Kimchi

There are over 200 different recognised types of kimchi in Korea but the most iconic is the spicy, red baechu kimchi, made with napa cabbage.

Here’s my recipe. For more, sign up to my weekly newsletter.

These quantities make roughly a 1l jar depending on the size of your cabbage but feel free to scale up or down.

Ingredients

  • 1 head Chinese/Napa cabbage

  • 40g flaky sea salt

  • 100g mooli (approx 1/3)

  • 1 carrot

  • 10g glutinous rice flour (optional - see note)

  • 1⁄2 inch ginger

  • 6 cloves garlic

  • 1 tsp sugar

  • 2 tbsp gochugaru Korean chilli flakes (or to taste)

  • 3 tbsp fish sauce (for a veggie option replace with 2 tbsp soy sauce and 1 tbsp miso)

  • 4 spring onions

Method

  1. Slice the cabbage in half through the root and firm white part, stopping about halfway up where the leaves begin to get frilly. Get your thumbs into the opening and pull the cabbage in half. Doing it this way keeps the frilly inner leaves more intact than slicing through the whole thing. Also, I find it is deeply satisfying in an ASMR kind of way. Use the same method to divide the halves lengthways again into quarters.

  2. Slice the cabbage quarters into bitesize pieces. I like them quite chunky, maybe an inch and a half. Smaller, more shredded pieces will make a more homogenously textured kimchi. It’s completely up to you. If you don’t have a pickle weight, remember to save the quartered root.

  3. Put the pieces of cabbage in a bowl, toss with the salt and a small splash of water (just a couple of tablespoons) and set aside for 90 minutes – 2 hours.

  4. Peel and cut the mooli and carrot into batons. Again, I like them quite chunky to provide crunch. More matchsticky bits will make a more evenly textured kimchi. You do you. Add them to the cabbage and mmix through. Occasionally

    come back and toss the vegetables again to make sure everything gets equal exposure to the brine which is produced.

  5. Meanwhile put the glutinous rice flour in a pan and add 80ml cold water. Whisk to combine then bring to a boil over a medium heat. It will thicken and look like wallpaper paste. Set aside to cool.

  6. Peel and crush the garlic and ginger. Add it to the rice flour porridge along with the gochugaru, fish sauce (or soy and miso) and sugar. Alternatively just blend the rice flour porridge with the other ingredients in a food processor.

  7. Finely slice the spring onions, whites and greens. Add to the paste and set aside until needed.

  8. Once the cabbage has been brining for a couple of hours you will notice that it has wilted and shrunk. The other veg will be less visibly affected but will also have given out some water. Drain them in a colander over the sink and rinse thoroughly. Rinse the bowl too. Taste a little bit of cabbage.
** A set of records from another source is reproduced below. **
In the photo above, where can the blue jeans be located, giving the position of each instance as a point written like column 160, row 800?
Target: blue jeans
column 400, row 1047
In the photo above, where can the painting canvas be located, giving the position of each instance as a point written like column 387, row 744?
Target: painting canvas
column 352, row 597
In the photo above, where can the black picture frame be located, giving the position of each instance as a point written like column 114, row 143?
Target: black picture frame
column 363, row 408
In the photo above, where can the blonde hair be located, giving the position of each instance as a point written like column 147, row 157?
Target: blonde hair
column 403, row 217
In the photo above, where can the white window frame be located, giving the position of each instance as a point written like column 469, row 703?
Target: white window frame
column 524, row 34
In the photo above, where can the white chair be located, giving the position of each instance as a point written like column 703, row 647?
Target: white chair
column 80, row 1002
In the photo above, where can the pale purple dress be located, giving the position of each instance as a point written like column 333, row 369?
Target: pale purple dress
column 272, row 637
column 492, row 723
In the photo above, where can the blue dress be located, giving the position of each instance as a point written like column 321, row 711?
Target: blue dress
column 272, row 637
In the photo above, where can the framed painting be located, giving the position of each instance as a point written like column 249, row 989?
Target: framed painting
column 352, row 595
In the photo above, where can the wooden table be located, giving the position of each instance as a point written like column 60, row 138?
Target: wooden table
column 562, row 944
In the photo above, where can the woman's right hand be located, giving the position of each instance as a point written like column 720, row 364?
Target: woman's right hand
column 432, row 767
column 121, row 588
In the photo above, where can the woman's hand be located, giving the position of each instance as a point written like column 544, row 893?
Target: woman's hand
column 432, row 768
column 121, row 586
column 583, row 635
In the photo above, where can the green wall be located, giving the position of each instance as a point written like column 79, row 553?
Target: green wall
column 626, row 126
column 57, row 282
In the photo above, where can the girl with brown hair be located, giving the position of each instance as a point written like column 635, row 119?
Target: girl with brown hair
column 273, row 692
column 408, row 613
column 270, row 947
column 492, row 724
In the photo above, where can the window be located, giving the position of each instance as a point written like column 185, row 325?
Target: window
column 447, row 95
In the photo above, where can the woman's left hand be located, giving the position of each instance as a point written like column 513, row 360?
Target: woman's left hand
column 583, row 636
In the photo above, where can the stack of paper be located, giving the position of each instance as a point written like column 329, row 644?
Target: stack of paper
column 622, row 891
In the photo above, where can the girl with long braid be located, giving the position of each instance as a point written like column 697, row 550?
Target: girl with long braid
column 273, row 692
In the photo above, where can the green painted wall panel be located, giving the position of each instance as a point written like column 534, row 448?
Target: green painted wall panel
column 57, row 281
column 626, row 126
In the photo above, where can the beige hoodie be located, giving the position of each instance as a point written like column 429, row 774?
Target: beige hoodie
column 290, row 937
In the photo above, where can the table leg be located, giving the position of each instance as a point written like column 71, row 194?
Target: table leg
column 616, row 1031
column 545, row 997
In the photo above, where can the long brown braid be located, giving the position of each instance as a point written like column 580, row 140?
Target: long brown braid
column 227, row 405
A hint of salt is fine but you don’t want loads. Give everything a squeeze to remove as much water as possible but don;t manhandle too mkuch or you will make the leaves floppy. Return the veg to the bowl.

  9. Add the chilli paste to the caggage, gently massaging the leaves until it is evenly distributed (you can use gloves to go this if you like, I would recommend it). Pack into a clean jar along with any liquid remaining in the bowl. Use a pickle weight or a couple of bits of the root to keep everything under the brine and seal the jar. Place it on a plate or tray to catch any leakage and leave at room temperature, out of direct sunlight.
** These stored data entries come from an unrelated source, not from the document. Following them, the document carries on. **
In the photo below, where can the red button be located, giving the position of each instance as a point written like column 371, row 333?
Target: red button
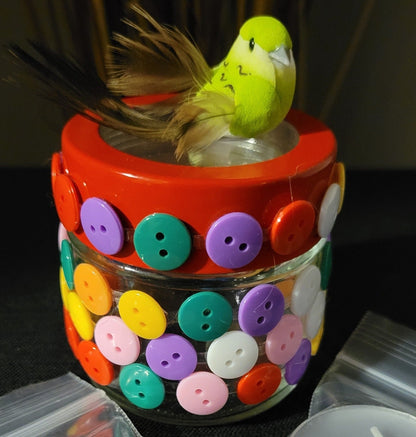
column 292, row 226
column 71, row 333
column 98, row 368
column 66, row 202
column 259, row 384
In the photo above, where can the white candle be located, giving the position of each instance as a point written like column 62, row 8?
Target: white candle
column 358, row 421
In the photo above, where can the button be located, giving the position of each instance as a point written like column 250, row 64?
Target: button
column 259, row 384
column 162, row 241
column 102, row 226
column 141, row 386
column 93, row 289
column 67, row 202
column 296, row 366
column 232, row 355
column 205, row 316
column 64, row 288
column 284, row 340
column 234, row 240
column 62, row 234
column 142, row 314
column 315, row 315
column 115, row 340
column 67, row 263
column 97, row 367
column 338, row 176
column 261, row 309
column 71, row 333
column 292, row 227
column 202, row 393
column 305, row 289
column 80, row 316
column 329, row 210
column 326, row 265
column 171, row 356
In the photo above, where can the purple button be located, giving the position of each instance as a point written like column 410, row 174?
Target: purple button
column 171, row 356
column 261, row 309
column 234, row 240
column 295, row 367
column 102, row 226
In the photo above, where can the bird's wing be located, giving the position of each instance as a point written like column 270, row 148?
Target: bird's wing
column 156, row 59
column 199, row 121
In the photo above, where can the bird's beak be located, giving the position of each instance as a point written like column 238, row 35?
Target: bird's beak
column 281, row 56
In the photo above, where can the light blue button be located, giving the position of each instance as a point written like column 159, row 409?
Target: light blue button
column 67, row 263
column 162, row 241
column 141, row 386
column 205, row 316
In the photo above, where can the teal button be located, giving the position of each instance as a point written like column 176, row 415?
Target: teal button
column 326, row 265
column 141, row 386
column 67, row 263
column 162, row 241
column 205, row 316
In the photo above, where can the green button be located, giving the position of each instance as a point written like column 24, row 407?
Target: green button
column 141, row 386
column 205, row 316
column 326, row 265
column 67, row 263
column 162, row 241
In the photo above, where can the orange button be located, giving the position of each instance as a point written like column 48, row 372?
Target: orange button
column 66, row 202
column 93, row 289
column 292, row 226
column 98, row 368
column 259, row 384
column 71, row 333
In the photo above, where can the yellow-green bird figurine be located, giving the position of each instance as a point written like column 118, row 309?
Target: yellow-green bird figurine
column 247, row 94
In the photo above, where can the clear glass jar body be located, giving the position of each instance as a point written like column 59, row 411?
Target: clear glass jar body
column 253, row 376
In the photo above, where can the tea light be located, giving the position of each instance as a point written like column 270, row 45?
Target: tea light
column 358, row 421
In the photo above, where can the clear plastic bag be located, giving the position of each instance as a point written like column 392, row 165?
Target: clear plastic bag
column 377, row 366
column 64, row 406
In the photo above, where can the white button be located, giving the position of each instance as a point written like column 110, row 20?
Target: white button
column 305, row 289
column 315, row 315
column 329, row 210
column 232, row 355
  10. Check the kimchi every day, opening the jar to let the gas escape and tasting a little bit. It will be pretty active in the first couple of days so be careful when opening it. Don’t wear you best silk blouse basically. When it is as sour and funky as you like (anywhere from 2/3 days to 2/3 weeks), move it to the fridge. This won’t stop the fermentation but will slow it right down. The kimchi will keep in the fridge indefinitely.

Notes (If Ifs And Ands Were Pots And Pans…)

  • The rice flour porridge isn't crucial but helps the chilli paste coat the cabbage. Glutinous rice flour is not the same as the rice flour you’ll find in the baking aisle. Like gochugaru, you’ll find it in Asian supermarkets. You can use cornflour, portato starch or tapioca starch instead, all prepared in a similar way. I have not tried wheat flour but am told it does a similar job. You want to stick with roughly that 1:8 ratio. Anything that makes a nice pasty consistency so the flavours evenly coat the vegetables. Or you can leave it out and just thin your chilli , garlic, ginger mixtuyre with a little water or stock.

  • As kimchi develops it will get funkier then more acidic. There will also be more brine in an older jar of kimchi as water continues to be drawn from the vegetables. Generally kimchi is eaten it as a side dish when it’s fresher and cooked wth it when it’s older. I’ll be sharing a few things to do with your kimchi over the coming weeks Cabbages and Kimchi has a wonderful sppicy pork stew recipe and also introduced me to the fabulous idea of kimchi pickled eggs.